Chuck's Challenge 3D

For gamers of a certain age, the original Chips Challenge holds a special place in the annals of puzzle game history. Created for the Atari Lynx in 1989, the top down tile-based puzzler became an instance hit, being ported to pretty much every personal computing platform of the generation.

Developed single-handedly by Chuck Sommerville, the frothy backstory of a nerdy high-schooler trying to woo the girl of his dreams took a back seat to addictive and innovative puzzle mechanics that made the game so enjoyable. A follow-up, Chip’s Challenge 2, was created two years later, but licencing issues and legal wrangling with the title’s copyright holders meant that the sequel never saw the light of day.

20 years later, Sommerville and his studio, Niffler, revisited the idea of developing a spiritual successor to Chips Challenge. After probing market appetite with a mobile release of Chuck’s Challenge for iOS, and buoyed by a successful Kickstarter campaign, they have now released Chucks Challenge 3D for PC and Mac.

Fully reimagined in the Unity engine, it is clear that Niffler produced a worthy successor to the much loved classic; no mean feat when you consider how much the industry has evolved in the intervening two decades. The top down view remains unchanged, only now the levels have been imbued with a wonderful tilt-shift perspective that emphasises the cell-shaded artwork, allowing you to zoom all the way out and get an overall view of the playing grid.

With Sommerville at the helm, there was never any doubt that the puzzles wouldn't be inventive and the gameplay compelling, but maintaining its high production standards throughout is testament to the studio’s unflinching determination. Reading through the comments and interactions of other users on the game's Kickstarter page shows just how stoked fans of the franchise were for its return. Niffler kept their four hundred backers updated throughout the development process; sending them test builds and early access codes, listening to end user feedback and consulting on their consumers want.

The core gameplay follows the successful formula of its predecessor closely, in what Niffler has described as ‘a walk through the evolution of gaming.’ The first stages act as rudimentary tutorials, interspersed with some trademark nonsensical dialogue from the eponymous Chuck and a friendly alien called Woop, who has kidnapped our protagonist in the hope that he will create some wild and wacky puzzles to solve. As with Chip’s Challenge, it’s advisable to skip any attempts at storytelling and jump straight from level to level.

The fundamentals of movement and physics are briefly explained as you negotiate and manoeuvre your way from the starting point to the exit portal. It’s all very inviting and sets appropriate pacing for what to expect in later levels.

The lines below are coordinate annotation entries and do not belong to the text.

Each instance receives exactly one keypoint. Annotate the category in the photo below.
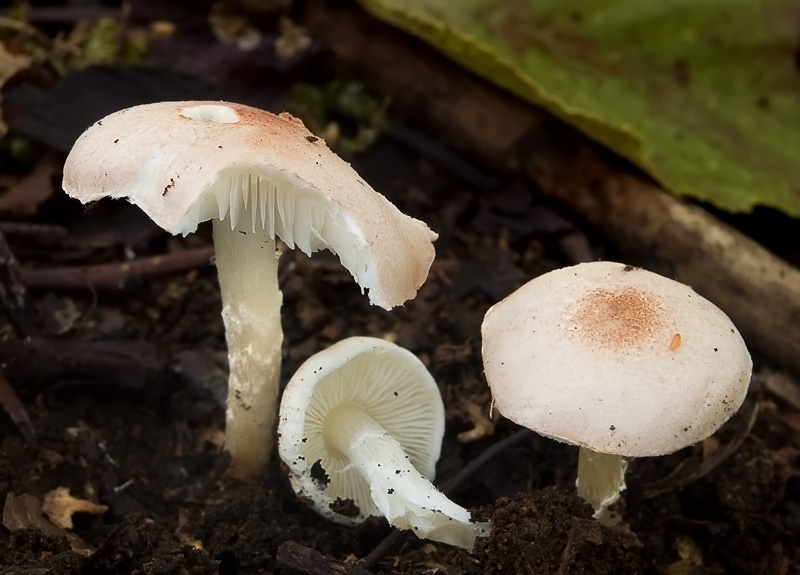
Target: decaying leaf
(25, 512)
(691, 558)
(59, 506)
(703, 95)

Progressing through the game, the deceptively simple puzzles soon become more and more complex, in part because certain mechanics are never fully explained. Most functions are self-explanatory - you’ll find magnets that allows you to stick to a moving walkway, or special power-ups to cross ice or fire - but it’s left to players to work out that collecting a certain number of coloured objects will lower a corresponding barrier, or pushing moveable blocks into a certain configuration will allow access to new areas.

Niffler has attempted to mitigate the potential frustration factor, however, with the addition of a real-time rewind function. This comes in handy when accidental keystrokes land you in trouble, but it also functions as a necessary undo feature when you realise mistakes made earlier in a level that may not become immediately apparent. In later levels it is certainly preferable to favour rewinds over restarts, as some maps are very complex and unforgiving in the exact sequences required to solve them.

Once you have mastered Sommerville’s 125 stages – which will certainly test your puzzle solving abilities – you can head online and work your way through Niffler's weekly challenges. You can even try your hand at creating some of your own levels, thanks to a baked-in editor. The paint-style interface is clean and intuitive, allowing you to publish your creations to the cloud and also download user generated levels from the community. This feature seems rather hit and miss, as the rating system doesn’t do a very job of filtering the masses of content available – every level seems to have been rated five stars, so finding the hidden gems takes a bit of digging

As with most puzzle games, Chucks Challenge 3D won't necessarily appeal to the hard-core demographic, but there's no doubt that Niffler has succeeded in rebooting a much loved classic of yesteryear, proving that the concept of crowd funded gaming is here to stay.